The implementation of security measures stressed in the HIPAA Security Rule can help deter the possibility of malware entering the system. The necessary security measures include implementing a security management process, such as conducting risk analysis to identify and mitigate threats and vulnerabilities present to electronic protected health information or ePHI. A complete risk analysis should be conducted at a reasonable and appropriate level while maintaining confidentiality, integrity, and availability of all ePhi that create, receive, maintain, transmit, and implement security measures. Risk analysis and risk management is used by covered entities and business associates to both satisfy the standards of the Security Rule and to reduce the threats and vulnerabilities. ePhi should be limited to only to those who require access. Procedures to defend and detect malicious software should also be put into effect.
In most cases, the presence of ransomware will only be detected by an entity after the user’s data has been detected and the demand has been set. However, an entity’s workforce may discover early indications of ransomware. These early indications can include an unjustified increase in the CPU or disk activity, inaccessible files, or the presence of suspicious network communication. When the presence of ransomware is detected the entity should promptly implement its security incident response plan to isolate the infected system and prevent the spread of the attack.

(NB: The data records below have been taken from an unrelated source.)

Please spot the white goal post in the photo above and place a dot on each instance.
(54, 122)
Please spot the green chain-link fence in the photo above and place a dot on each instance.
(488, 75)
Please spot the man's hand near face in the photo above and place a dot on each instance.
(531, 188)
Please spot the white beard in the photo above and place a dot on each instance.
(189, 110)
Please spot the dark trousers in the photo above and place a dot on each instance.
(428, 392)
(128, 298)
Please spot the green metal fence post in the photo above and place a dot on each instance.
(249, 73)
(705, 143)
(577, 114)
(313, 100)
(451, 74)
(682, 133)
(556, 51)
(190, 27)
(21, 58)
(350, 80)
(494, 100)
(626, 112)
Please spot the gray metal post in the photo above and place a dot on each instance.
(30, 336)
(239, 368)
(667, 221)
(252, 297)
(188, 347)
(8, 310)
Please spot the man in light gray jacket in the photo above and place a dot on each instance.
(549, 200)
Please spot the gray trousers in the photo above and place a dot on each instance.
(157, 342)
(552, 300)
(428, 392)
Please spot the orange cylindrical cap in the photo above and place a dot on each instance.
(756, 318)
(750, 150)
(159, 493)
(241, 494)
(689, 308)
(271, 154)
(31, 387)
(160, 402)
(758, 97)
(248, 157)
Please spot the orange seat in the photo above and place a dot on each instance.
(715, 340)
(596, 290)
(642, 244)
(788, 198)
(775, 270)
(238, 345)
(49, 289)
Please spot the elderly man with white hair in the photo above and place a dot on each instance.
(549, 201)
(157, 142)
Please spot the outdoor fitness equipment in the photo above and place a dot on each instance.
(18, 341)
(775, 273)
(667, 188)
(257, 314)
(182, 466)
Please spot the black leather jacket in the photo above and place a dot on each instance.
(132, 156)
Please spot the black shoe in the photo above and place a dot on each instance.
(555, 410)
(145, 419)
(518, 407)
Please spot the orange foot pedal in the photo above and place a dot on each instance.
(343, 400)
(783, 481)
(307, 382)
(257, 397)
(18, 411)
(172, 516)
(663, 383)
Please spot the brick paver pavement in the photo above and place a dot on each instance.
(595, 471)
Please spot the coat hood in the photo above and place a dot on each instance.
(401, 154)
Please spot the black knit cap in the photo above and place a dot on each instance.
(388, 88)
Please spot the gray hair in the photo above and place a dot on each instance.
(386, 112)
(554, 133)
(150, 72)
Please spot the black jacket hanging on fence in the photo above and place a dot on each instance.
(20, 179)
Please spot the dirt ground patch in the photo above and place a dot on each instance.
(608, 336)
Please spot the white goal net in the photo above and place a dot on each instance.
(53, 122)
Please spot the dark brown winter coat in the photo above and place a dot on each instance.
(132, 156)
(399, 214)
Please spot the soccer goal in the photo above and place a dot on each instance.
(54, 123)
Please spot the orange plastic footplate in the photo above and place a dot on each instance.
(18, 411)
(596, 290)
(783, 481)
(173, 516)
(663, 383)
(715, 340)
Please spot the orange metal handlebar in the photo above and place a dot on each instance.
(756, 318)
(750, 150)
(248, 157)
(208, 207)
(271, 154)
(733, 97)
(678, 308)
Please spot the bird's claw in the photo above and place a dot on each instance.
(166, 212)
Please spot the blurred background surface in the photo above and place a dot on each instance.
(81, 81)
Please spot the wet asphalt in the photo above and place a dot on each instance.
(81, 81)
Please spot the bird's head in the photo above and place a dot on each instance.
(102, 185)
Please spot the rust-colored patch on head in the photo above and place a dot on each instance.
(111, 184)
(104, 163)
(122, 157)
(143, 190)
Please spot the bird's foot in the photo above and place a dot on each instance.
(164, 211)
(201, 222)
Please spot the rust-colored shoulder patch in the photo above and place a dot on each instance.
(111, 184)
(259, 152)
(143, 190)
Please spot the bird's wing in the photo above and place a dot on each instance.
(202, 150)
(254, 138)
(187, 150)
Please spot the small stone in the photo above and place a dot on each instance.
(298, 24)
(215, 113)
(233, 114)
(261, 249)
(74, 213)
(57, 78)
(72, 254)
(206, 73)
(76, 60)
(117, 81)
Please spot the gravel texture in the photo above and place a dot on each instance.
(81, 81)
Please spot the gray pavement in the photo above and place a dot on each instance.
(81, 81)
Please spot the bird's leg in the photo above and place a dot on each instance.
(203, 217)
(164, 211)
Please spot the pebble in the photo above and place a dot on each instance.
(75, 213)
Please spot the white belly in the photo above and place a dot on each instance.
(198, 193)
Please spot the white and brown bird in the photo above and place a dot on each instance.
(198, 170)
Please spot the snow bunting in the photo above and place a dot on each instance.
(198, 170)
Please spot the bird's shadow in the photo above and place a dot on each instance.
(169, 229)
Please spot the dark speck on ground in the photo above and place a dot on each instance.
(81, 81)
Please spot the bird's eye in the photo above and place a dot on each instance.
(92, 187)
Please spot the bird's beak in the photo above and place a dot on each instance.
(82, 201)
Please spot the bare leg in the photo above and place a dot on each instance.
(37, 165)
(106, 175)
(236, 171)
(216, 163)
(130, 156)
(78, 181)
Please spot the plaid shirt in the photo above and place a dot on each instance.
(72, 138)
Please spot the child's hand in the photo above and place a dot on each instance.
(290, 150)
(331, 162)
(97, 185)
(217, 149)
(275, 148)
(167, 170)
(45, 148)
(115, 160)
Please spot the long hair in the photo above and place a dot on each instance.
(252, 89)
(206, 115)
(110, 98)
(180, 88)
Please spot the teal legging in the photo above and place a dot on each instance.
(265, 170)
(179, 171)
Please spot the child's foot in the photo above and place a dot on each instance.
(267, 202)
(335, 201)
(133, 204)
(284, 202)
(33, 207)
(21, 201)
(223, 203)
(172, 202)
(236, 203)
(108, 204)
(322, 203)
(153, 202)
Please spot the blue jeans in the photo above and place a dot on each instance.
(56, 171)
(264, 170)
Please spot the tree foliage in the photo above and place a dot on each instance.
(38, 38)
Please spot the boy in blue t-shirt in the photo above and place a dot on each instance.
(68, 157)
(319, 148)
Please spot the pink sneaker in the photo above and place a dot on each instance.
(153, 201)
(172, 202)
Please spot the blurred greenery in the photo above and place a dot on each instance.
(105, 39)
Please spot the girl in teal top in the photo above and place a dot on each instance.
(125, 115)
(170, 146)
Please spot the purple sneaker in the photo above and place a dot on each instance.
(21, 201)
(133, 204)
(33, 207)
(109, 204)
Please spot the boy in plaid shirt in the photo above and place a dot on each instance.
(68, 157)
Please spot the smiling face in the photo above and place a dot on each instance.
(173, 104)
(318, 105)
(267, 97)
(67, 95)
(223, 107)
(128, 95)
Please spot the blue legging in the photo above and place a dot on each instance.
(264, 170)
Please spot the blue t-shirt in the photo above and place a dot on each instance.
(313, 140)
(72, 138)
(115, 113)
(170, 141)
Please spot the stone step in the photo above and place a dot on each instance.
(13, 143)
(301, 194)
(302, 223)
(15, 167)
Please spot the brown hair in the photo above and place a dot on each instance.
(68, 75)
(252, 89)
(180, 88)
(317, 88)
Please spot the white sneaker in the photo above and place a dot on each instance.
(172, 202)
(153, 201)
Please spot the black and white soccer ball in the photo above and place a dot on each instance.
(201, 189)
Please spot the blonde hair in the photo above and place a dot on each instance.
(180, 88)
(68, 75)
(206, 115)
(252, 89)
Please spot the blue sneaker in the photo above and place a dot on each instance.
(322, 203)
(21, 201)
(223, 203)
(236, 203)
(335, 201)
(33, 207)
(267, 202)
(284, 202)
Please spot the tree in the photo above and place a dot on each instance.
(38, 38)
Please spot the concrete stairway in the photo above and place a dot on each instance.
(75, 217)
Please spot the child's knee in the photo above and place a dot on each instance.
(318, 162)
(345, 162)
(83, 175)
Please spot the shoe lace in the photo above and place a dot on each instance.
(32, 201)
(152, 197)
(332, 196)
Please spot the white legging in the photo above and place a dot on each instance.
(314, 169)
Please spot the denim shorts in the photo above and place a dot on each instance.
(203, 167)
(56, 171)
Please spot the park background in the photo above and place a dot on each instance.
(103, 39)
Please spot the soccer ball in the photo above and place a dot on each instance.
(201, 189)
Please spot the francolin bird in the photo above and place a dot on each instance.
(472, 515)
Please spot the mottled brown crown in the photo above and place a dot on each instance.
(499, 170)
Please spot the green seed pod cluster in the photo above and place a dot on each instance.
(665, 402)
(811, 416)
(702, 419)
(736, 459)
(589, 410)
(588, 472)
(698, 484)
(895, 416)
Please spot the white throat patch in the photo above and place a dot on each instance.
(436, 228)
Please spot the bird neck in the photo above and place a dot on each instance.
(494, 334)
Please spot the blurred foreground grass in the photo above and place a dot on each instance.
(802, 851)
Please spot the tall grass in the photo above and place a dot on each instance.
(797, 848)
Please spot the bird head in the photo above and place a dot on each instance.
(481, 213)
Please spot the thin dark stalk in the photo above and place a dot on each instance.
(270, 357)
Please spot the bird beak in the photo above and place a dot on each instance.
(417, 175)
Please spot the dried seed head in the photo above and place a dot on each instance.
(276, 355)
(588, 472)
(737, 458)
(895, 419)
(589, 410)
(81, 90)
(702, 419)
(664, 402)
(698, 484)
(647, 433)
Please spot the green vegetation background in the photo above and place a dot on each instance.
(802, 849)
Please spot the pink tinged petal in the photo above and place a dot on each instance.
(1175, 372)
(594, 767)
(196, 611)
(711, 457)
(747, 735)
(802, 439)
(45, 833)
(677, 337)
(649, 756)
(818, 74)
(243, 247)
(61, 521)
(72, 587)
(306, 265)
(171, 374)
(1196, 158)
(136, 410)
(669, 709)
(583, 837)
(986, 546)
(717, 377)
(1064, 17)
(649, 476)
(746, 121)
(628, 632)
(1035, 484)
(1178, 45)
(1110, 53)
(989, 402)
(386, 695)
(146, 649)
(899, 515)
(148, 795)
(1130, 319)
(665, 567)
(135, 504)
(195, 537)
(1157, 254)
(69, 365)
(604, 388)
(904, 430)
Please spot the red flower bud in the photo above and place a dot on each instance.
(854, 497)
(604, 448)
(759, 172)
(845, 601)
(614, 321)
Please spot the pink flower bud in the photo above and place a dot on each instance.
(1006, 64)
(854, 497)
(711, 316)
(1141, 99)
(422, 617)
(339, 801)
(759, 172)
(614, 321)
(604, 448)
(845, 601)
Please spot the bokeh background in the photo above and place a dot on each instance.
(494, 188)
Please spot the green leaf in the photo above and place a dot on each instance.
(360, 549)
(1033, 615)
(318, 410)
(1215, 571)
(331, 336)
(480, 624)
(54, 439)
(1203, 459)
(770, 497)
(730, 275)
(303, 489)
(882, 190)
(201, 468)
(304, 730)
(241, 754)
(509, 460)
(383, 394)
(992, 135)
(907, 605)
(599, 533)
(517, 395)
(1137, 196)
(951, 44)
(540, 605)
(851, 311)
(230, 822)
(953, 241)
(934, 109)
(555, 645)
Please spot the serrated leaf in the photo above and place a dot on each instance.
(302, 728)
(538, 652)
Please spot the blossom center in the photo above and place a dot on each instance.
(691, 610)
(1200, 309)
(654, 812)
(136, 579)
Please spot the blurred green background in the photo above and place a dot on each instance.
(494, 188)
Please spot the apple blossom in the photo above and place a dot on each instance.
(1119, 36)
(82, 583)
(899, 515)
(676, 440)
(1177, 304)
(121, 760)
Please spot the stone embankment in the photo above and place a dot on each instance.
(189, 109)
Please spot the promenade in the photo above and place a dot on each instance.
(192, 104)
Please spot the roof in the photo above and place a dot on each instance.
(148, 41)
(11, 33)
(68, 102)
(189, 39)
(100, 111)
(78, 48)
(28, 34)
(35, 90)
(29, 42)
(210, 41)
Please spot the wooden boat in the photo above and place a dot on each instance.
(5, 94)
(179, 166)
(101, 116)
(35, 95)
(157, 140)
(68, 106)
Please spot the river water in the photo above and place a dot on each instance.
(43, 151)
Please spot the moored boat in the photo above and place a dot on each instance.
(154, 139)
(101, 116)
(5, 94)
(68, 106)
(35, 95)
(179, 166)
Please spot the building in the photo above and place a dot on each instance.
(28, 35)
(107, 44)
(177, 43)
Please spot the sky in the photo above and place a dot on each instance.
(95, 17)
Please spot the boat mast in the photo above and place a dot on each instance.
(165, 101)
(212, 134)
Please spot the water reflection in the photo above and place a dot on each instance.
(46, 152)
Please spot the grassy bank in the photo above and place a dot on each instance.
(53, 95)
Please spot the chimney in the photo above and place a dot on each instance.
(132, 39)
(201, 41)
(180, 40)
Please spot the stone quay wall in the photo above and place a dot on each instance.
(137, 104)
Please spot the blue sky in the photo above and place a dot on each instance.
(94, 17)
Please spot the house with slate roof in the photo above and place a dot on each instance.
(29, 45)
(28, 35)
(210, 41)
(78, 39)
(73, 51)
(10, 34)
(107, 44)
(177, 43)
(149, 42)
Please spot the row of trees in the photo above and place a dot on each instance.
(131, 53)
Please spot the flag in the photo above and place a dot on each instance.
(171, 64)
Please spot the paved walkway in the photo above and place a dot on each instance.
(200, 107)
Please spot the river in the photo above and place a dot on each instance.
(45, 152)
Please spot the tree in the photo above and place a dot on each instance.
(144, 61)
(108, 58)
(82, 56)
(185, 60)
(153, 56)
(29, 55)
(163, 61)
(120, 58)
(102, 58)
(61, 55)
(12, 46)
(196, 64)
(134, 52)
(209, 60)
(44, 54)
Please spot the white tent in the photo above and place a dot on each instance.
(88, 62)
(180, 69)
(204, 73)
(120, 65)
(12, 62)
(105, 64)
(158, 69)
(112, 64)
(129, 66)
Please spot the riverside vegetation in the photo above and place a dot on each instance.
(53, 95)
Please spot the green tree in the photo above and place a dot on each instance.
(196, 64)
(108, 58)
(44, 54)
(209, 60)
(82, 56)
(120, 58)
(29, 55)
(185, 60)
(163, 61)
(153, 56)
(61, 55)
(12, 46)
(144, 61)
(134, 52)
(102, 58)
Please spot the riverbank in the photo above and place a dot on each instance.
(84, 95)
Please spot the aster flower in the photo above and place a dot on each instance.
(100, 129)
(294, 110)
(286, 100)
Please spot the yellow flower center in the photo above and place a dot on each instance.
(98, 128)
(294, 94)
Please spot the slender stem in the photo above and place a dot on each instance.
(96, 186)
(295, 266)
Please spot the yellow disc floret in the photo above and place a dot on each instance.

If the presence of ransomware is not detected until the system has been infected, HIPAA Security Rule requires all covered entities and business associates be trained in responding and recovering from a ransomware attack. Before an attack occurs, the Security Rule requires the entity to frequently maintain backups and ensure the ability to recover data from said backups. Backups should be maintained frequently when regarding ransomware attacks since a ransomware attack can disrupt the process of online backups.
The presence of ransomware on a covered entity’s or business computer is considered as a security incident under the HIPAA Security Rule. A security incident is the attempt or success of unauthorized access, use, alteration, disclosure, or destruction of information or interference of the information system and its operations. It is required for HIPAA covered entities and business associates to establish and maintain security incident procedures, response, and reporting processes they believe are reasonable to respond to malware and other security incidents. The entity’s security response should start with an initial analysis for the determination of the extent of the attack, origin of the incident, how the incident may have occurred, and whether the incident is continuous or has stopped. Determining these questions will help the entity in triaging incident response activities and acts as the foundation for the conduction of deeper analysis. Required security incident procedures include:
- Conducting an initial analysis of the ransomware
- Control the impact and escalation of the ransomware
- Remove the instances of ransomware and mitigate the vulnerabilities that allowed the ransomware attack to pass through
- Recover by restoring lost data from the attack and returning to “business as usual”
- Conduct post-incident activities
When a ransomware attack occurs, the entity must follow HIPAA breach notifications rules. HIPAA defines breach as, “the acquisition, access, use, or disclosure of PHI in a manner not permitted under the [HIPAA Privacy Rule] which compromises the security or privacy of the PHI”. The entity must comply with breach notification rules by notifying all affected individuals immediately, unless it is determined there is a low probability that the PHI was compromised.